On August 16, 1930, Peterson played billiards inside a Curtiss T-32 Condor II airplane flown by British World War I Captain Frank Courtney, 4000 ft in the air and travelling at 100 mph. At one point, Courtney flew to 7000 ft and traveled at 132 mph, but lost the speed and elevation due to the cue balls vibrating too much for play. There were a total of four flights. In the first, thirty minutes long, Peterson scored 70 points in 42 seconds. The fourth flight, which was the official flight, departed from St. Louis Downtown Airport. He scored 100 points in 28.5 seconds, compared to his 26-second record on land. During the fourth flight, he also performed a trick shot in which he makes a three-cushion billiards shot – which requires hitting a ball after hitting the at least three times – while balancing the red ball atop the cue ball. During the flights, Peterson and other passengers waved to pilots Dale Jackson and Forest O'Brine, who were in the midst of breaking a flight endurance record.

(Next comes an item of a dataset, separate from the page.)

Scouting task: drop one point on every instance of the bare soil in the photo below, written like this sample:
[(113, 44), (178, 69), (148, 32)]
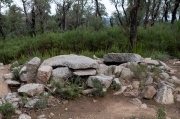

== Personal life and death ==
Peterson married Katherine Kleser, having three children with her. Besides billiards, he was an outdoorsman and played golf. He was intensely patriotic, carrying a small American flag in his pocket, which his mother gifted him following his 1898 enlistment. On national holidays, he would greet visitors of his hall with an American flag pin. He died on June 23, 1962, aged 83, in Los Angeles, of a heart attack, though his obituary in The New York Times says he died at age 82. In 1966, he, along with Ralph Greenleaf and Willie Hoppe, were posthumously inducted into the Billiard Congress of America Hall of Fame, with Peterson being part of the Meritorious Service category.